Customer Relationship Management (CRM) - Banks Fight Customer
Here’s a look at how some CIOs are now making it possible for banks to put customers first during mergers?and why focusing on customers is an approach that merging organizations can take, well, all the way to the bank.
Know What You’re Getting Into
When BankAmerica merged with NationsBank to form Bank of America, BankAmerica was supposed to convert to NationsBank’s "model bank" platform for its deposit processing system, generating $500 million in onetime savings, according to Brown, who is also a former Wall Street analyst and cofounder of Bankstocks.com. But had either bank’s CEO checked with his IT staff, he would have discovered that the platform was not robust enough to handle the volume from California. Today, that state remains on a separate processing system. If a customer opens an account in Charlotte, N.C., and travels to the West Coast, a California branch won’t be able to access her account. An alumnus of Bank of America tells Brown that the bank is now running on five deposit systems?something that will make integration of FleetBoston into Bank of America’s systems all the more difficult.
At Southwest Bank of Texas, Executive Vice President and CTO Buddy Cox tries to avoid such unpleasant surprises by getting involved early in the evaluation process. Just after financial models show that an acquisition would make economic sense, he and his team start looking for any infrastructure compatibility issues that would need to be addressed before the conversion. For example, when the bank was purchasing a three-bank franchise, early due diligence revealed that each bank ran on a different system, meaning that each bank would have to be converted separately to minimize customer impact. Knowing that, Cox built extra time into the merger time line, and the bank was able to account for the added expense in the purchase price.
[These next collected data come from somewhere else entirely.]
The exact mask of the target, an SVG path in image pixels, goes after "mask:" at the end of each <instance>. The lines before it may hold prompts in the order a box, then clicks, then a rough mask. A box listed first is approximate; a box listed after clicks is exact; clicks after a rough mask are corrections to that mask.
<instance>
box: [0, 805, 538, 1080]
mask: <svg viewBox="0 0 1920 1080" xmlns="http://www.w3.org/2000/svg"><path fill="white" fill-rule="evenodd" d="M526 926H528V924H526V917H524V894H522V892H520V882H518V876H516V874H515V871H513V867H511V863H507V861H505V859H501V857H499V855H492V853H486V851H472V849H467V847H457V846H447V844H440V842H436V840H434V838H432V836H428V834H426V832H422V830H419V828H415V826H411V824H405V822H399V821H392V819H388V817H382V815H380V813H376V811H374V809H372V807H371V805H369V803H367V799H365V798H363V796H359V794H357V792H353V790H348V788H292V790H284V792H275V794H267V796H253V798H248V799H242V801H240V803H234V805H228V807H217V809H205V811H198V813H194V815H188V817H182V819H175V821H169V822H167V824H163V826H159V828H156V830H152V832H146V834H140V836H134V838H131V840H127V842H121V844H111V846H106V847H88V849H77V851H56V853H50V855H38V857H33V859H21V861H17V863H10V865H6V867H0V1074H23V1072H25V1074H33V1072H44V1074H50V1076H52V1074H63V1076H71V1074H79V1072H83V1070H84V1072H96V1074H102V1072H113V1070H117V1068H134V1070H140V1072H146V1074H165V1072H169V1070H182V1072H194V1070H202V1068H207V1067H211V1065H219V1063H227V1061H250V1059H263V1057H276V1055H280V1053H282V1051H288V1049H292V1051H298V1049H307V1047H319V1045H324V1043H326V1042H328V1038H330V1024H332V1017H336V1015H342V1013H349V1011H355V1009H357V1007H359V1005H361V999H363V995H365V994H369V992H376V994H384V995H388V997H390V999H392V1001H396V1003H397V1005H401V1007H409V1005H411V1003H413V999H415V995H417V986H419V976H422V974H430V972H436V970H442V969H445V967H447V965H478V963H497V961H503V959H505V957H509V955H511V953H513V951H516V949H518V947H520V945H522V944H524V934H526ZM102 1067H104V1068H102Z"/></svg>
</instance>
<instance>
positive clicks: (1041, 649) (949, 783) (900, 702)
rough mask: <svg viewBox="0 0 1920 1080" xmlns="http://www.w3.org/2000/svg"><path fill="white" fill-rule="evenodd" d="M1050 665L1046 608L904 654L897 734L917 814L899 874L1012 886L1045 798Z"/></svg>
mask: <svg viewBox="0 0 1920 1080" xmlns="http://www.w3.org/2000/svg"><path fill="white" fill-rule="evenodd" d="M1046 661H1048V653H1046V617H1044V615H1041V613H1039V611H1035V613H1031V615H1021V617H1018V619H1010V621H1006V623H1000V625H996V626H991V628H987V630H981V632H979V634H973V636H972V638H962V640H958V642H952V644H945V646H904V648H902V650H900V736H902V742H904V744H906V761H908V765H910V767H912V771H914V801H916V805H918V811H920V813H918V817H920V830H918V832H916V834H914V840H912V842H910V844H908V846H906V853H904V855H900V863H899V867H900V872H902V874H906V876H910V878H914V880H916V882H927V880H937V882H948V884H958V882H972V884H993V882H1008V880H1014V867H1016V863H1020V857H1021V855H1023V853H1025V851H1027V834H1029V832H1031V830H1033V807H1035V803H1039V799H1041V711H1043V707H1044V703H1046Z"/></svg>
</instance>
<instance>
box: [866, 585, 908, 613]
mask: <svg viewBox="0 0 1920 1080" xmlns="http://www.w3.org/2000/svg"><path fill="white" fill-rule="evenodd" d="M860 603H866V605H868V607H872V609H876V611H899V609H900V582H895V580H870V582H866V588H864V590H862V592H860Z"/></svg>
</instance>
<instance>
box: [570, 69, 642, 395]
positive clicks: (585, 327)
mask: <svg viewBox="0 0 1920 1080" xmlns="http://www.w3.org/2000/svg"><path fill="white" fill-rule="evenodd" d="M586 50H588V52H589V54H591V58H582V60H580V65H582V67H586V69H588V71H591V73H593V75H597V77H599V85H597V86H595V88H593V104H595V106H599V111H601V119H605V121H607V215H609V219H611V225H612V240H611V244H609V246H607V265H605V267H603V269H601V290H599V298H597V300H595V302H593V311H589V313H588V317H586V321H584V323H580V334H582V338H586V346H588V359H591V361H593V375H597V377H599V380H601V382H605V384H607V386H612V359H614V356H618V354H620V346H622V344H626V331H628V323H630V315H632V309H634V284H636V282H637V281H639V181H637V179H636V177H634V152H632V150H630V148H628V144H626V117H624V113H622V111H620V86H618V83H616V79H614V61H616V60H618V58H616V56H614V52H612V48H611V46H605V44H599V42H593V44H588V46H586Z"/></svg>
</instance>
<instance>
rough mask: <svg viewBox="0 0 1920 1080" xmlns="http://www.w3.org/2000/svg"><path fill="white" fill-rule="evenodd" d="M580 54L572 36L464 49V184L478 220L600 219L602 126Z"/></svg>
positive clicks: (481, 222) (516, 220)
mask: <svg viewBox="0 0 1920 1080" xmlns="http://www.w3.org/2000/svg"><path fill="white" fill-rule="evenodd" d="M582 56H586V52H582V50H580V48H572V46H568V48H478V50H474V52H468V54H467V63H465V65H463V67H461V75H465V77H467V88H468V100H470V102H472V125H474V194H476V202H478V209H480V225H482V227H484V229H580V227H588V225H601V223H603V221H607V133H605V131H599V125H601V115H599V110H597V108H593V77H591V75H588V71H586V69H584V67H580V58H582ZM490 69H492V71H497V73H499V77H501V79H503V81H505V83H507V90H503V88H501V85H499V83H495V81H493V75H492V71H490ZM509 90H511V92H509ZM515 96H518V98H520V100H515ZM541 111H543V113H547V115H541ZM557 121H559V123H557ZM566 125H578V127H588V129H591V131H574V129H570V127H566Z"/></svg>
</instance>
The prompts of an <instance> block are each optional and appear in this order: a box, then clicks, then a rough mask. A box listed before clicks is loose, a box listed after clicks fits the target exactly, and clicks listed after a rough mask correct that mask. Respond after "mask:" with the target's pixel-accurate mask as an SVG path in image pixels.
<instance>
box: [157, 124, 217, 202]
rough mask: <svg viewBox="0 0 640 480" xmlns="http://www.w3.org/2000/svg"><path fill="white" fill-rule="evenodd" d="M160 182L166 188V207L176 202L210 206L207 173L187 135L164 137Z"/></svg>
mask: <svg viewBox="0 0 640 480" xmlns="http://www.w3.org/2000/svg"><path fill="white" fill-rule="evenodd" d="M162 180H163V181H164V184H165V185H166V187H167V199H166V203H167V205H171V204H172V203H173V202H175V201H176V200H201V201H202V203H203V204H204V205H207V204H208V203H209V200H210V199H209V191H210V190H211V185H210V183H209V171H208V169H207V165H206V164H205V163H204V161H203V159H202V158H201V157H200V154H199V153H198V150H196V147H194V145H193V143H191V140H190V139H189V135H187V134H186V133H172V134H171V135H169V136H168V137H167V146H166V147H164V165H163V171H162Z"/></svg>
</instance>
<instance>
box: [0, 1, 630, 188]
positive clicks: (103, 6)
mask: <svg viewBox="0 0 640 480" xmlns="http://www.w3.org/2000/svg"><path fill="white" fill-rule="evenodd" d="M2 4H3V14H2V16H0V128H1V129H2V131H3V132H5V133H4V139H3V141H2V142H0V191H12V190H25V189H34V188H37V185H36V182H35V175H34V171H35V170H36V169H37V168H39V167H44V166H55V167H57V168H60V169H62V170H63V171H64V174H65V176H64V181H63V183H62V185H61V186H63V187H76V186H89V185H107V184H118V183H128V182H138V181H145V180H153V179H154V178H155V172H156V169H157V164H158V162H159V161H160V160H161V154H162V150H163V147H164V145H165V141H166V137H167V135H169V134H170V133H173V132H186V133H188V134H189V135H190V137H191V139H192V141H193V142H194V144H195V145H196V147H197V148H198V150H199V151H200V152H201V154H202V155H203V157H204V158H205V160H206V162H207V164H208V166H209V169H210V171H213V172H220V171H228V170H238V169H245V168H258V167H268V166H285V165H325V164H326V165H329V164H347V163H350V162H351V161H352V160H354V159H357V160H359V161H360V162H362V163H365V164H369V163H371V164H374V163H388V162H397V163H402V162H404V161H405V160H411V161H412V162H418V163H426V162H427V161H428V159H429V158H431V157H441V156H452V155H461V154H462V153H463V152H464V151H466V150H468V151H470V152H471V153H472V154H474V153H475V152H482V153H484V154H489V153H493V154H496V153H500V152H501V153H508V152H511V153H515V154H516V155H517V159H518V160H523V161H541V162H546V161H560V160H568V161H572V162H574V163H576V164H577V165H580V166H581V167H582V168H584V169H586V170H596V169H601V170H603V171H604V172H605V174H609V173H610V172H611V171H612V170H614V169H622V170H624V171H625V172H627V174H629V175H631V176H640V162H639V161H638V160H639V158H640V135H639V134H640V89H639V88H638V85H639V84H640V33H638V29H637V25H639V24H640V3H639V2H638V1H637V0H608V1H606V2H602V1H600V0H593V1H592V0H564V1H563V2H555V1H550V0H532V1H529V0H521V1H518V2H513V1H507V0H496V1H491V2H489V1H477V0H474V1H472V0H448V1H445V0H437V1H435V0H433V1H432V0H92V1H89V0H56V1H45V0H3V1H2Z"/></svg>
He also looks at such things as whether the candidate has just signed a five-year outsourcing deal with an expensive exit clause. In such cases, he recommends adjusting the deal’s purchase price to reflect that. "Having tech teams or leadership involved early in the deal process is a critical component to deal success," says Cox.
Experience is also a great teacher. When it merged with Wachovia in 2001, First Union was still reeling from the disastrous CoreStates merger. And Wachovia had recently fumbled the acquisition of two Virginia banks by attempting to convert both over the same weekend. "We looked each other in the eye and said, ’This time we don’t plan to lose a customer,’" says Jean Davis, senior executive vice president and head of IT, e-commerce and operations for the newly merged institution, which took the Wachovia name.